We mix mitomycin c and bcg in our office. Are we required to have a BSC and if so what type?

By Louise Simkonis on October 27th, 2009 at 7:02 am

We are an Acute Rehabilitation Hospital that does not have the capability for airborne precautions ( Negative Pressure room) and has been unable to purchase N95 masks, and without a Fit Test program as we do not accept or care for active infectious TB patient. What do you recommend for patient and employee safety in this upcoming H1N1 pandemic that I can use

By David LaHoda on October 27th, 2009 at 12:41 pm

Remember that the use of PPE–including N95 respirators–is just one, and indeed the last, in a hierarchy of controls recommended by the CDC and OSHA. The first is elimination of potential exposures:
“Eliminating the potential source of exposure ranks highest in the hierarchy of controls. Examples of interventions in this category include: taking steps to minimize outpatient visits for patients with mild influenza-like illness who do not have risk factors for complications, postponing elective visits by patients with suspected or confirmed influenza until they are no longer infectious, and denying entry to visitors who are sick,” according to Interim Guidance on Infection Control Measures for 2009 H1N1 Influenza in Healthcare Settings, Including Protection of Healthcare Personnel.

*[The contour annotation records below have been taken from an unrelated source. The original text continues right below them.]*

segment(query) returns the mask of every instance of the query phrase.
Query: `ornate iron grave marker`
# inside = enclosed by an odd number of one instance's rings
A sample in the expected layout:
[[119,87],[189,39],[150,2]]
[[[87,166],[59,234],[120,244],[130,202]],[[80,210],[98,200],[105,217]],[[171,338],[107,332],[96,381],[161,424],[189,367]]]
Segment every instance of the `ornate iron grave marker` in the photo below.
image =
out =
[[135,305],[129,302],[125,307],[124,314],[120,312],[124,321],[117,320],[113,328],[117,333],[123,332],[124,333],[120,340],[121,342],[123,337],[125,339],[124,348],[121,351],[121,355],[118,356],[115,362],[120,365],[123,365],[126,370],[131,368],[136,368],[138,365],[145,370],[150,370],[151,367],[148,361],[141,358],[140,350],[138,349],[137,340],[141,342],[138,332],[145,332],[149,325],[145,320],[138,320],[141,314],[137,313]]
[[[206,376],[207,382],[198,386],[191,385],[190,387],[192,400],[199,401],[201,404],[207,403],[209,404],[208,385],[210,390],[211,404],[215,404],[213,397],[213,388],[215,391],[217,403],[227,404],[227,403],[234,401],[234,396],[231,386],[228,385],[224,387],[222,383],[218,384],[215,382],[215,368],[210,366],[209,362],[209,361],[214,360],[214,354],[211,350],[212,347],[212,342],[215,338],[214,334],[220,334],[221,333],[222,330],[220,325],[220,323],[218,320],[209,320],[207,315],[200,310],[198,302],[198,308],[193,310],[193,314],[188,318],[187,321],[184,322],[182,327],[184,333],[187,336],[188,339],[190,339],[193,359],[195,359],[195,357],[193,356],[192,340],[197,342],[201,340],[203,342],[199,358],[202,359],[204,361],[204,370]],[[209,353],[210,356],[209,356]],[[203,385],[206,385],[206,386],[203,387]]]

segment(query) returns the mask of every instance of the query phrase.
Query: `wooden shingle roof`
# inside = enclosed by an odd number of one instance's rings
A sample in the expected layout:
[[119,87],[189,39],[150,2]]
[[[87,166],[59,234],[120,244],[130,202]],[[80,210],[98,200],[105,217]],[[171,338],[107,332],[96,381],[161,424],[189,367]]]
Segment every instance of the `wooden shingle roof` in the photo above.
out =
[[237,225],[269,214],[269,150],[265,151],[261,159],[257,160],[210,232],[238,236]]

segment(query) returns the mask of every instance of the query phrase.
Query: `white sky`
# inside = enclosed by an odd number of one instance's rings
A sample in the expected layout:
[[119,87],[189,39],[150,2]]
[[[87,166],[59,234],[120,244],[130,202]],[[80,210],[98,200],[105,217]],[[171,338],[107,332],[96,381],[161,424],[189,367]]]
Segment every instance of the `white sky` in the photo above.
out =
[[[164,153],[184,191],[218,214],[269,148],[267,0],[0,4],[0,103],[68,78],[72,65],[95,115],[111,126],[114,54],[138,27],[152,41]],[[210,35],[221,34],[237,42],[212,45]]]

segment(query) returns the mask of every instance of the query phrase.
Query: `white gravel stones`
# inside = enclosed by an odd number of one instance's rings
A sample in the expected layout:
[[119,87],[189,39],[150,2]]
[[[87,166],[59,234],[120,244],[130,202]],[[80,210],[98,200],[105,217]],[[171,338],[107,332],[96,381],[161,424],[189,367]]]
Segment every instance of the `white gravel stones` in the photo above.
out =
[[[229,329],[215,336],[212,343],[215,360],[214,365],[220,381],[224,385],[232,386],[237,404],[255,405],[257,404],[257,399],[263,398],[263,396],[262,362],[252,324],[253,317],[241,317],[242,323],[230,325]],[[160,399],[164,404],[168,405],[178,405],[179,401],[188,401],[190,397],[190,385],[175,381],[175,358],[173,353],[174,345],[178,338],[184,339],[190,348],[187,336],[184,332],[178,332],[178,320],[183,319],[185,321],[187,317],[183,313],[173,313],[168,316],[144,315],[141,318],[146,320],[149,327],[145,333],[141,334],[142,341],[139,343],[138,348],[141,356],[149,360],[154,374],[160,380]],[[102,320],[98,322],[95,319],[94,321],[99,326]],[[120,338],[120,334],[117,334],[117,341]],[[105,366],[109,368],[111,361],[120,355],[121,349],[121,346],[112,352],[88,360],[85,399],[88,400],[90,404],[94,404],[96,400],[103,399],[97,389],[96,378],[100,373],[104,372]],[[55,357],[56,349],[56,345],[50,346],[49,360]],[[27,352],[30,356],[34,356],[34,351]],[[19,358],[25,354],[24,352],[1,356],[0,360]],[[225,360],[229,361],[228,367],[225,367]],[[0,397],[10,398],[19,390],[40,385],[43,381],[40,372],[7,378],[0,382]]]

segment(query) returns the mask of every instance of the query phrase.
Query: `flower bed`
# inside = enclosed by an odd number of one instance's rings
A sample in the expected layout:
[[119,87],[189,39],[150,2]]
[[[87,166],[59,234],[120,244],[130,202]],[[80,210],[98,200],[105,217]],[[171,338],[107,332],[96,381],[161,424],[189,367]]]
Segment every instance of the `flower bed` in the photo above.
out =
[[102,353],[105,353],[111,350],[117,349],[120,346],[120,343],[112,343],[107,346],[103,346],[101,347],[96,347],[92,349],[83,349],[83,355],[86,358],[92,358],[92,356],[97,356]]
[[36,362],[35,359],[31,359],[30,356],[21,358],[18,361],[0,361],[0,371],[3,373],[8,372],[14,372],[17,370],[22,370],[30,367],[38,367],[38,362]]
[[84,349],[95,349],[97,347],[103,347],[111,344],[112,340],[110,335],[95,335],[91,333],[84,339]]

By Debbie Clark RRT, MPH on October 27th, 2009 at 2:50 pm

Remember that negative flow rooms are only needed for aerosolized generating procedures. Also, SHEA and the IDSA support droplet transmission and protection via surgical masks which is consistent with the precautions for seasonal flu. You alos might want to check with your state’s DOH guidelines which may differ from the CDC guidelines.